Satanic Panic (2019)

In search of diversion, I stumbled upon Satanic Panic, a spirited romp about a pizza delivery driver named Sam (Hayley Griffith) who just wants a lousy tip from a bunch of hungry devil worshippers and their curvaceous cult leader, Danica Ross (Rebecca Romjin).

It’s her first day on the job and she needs money to put gas in her scooter. In addition to fast-paced mayhem, Satanic Panic is very much a movie about class struggle, as dirt-poor Sam must avoid becoming a sacrifice to Baphomet (what a lousy time to be a virgin!) while trying to collect a few measly bucks from weird rich people in a gated community.

Billed as a horror/comedy, Satanic Panic is a hugely entertaining bootstrap operation driven by the same delirious spirit of amateurism that inspired Sam Raimi and friends to set up shop in the woods. Who knew that there were so many monsters, demons, witches, perverts, and sacrificial summonings behind closed doors in such a good neighborhood?
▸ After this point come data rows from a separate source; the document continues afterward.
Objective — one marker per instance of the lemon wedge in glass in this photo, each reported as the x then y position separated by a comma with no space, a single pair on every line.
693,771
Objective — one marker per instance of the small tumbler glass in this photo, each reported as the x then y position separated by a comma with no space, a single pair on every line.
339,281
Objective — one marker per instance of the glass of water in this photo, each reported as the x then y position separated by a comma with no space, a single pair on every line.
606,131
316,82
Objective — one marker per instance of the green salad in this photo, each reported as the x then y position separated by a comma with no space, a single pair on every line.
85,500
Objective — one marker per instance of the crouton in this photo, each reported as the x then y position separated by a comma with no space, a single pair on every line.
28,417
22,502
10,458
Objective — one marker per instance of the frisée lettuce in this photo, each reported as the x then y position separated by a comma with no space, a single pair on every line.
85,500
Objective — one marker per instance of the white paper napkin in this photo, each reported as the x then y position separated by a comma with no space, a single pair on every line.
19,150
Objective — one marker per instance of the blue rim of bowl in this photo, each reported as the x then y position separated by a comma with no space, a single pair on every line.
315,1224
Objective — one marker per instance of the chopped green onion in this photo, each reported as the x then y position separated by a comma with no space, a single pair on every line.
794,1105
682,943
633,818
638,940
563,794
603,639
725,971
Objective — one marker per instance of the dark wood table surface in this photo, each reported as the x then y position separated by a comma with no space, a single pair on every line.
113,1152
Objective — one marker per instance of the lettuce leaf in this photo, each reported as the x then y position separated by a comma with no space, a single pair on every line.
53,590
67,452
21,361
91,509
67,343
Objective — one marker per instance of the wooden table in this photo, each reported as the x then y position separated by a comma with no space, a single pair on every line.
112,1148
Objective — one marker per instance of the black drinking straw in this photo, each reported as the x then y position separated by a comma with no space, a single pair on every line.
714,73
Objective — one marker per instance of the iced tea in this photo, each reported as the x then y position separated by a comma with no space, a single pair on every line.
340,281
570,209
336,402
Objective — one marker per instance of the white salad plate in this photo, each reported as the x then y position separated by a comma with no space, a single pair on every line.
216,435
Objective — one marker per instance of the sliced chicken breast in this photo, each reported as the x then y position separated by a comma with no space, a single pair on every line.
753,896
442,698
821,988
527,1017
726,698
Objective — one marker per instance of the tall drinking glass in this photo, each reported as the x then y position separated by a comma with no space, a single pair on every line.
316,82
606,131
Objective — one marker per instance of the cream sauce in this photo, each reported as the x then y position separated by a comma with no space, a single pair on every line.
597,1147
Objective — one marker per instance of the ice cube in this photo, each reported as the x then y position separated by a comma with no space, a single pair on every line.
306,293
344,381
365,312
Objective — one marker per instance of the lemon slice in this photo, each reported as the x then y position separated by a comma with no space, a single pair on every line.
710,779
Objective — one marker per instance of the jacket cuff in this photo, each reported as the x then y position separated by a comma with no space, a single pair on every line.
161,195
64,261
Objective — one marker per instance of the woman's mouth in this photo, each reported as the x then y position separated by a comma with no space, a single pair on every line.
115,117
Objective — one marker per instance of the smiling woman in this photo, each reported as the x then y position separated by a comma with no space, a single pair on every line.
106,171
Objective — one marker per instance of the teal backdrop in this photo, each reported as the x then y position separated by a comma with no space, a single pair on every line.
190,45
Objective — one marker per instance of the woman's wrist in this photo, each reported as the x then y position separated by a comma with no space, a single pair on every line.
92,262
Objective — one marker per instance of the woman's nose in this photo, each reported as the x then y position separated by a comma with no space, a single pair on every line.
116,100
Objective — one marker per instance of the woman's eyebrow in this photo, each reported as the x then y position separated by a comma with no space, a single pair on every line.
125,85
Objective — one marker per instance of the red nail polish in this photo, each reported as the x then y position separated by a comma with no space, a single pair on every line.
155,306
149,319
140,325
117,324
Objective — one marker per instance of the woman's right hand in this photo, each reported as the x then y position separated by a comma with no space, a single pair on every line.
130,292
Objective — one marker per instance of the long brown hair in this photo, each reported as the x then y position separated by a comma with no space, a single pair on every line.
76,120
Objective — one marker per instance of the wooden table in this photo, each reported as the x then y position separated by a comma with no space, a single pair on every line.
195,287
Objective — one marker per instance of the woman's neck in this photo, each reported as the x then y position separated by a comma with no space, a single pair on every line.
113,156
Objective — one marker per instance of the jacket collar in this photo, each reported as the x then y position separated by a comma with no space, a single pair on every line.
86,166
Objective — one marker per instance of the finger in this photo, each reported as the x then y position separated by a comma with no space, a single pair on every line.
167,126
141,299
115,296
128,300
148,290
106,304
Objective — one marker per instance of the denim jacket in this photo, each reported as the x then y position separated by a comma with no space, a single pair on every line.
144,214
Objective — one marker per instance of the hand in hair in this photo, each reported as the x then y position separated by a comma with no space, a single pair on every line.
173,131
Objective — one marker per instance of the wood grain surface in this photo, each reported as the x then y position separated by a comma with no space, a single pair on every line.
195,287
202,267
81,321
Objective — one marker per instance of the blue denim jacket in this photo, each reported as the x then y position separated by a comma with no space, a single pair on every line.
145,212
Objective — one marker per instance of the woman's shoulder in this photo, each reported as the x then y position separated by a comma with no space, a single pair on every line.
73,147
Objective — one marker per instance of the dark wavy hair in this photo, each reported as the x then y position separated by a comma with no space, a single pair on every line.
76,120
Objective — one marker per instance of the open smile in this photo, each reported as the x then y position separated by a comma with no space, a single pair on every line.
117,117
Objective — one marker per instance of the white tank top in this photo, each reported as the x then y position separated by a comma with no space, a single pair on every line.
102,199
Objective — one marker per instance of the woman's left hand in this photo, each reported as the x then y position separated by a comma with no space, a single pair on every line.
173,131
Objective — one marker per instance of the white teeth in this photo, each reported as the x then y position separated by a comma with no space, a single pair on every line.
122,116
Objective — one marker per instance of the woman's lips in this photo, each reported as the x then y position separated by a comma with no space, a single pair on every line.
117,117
Director Chelsea Stardust and writers Grady Hendrix and Ted Geoghagen (Mohawk), successfully walk a watchable line between wigged out Grand Guignol excess (reminiscent of the late Stuart Gordon), and the basic narrative about how Sam is a wage slave trapped in a bourgeois hell.

Will Sam find the fortitude to fight back and overthrow her oppressors? Hey, she’s a working-class hero delivering pizza for a living! Of course she does!

And what’s with this no tipping bullshit?

 

Giant From the Unknown (1958)

He’s husky, but I wouldn’t call him a giant.

It’s pretty obvious truth in advertising laws don’t apply to monster movies made in the 1950s. Former boxer Buddy Baer (uncle of Beverly Hillbillies‘ Jethro, Max Baer, Jr) stands about 6-7, and tips the scales at a solid 250, as the titular creature. Impressive measurements, but well short of beanstalk status.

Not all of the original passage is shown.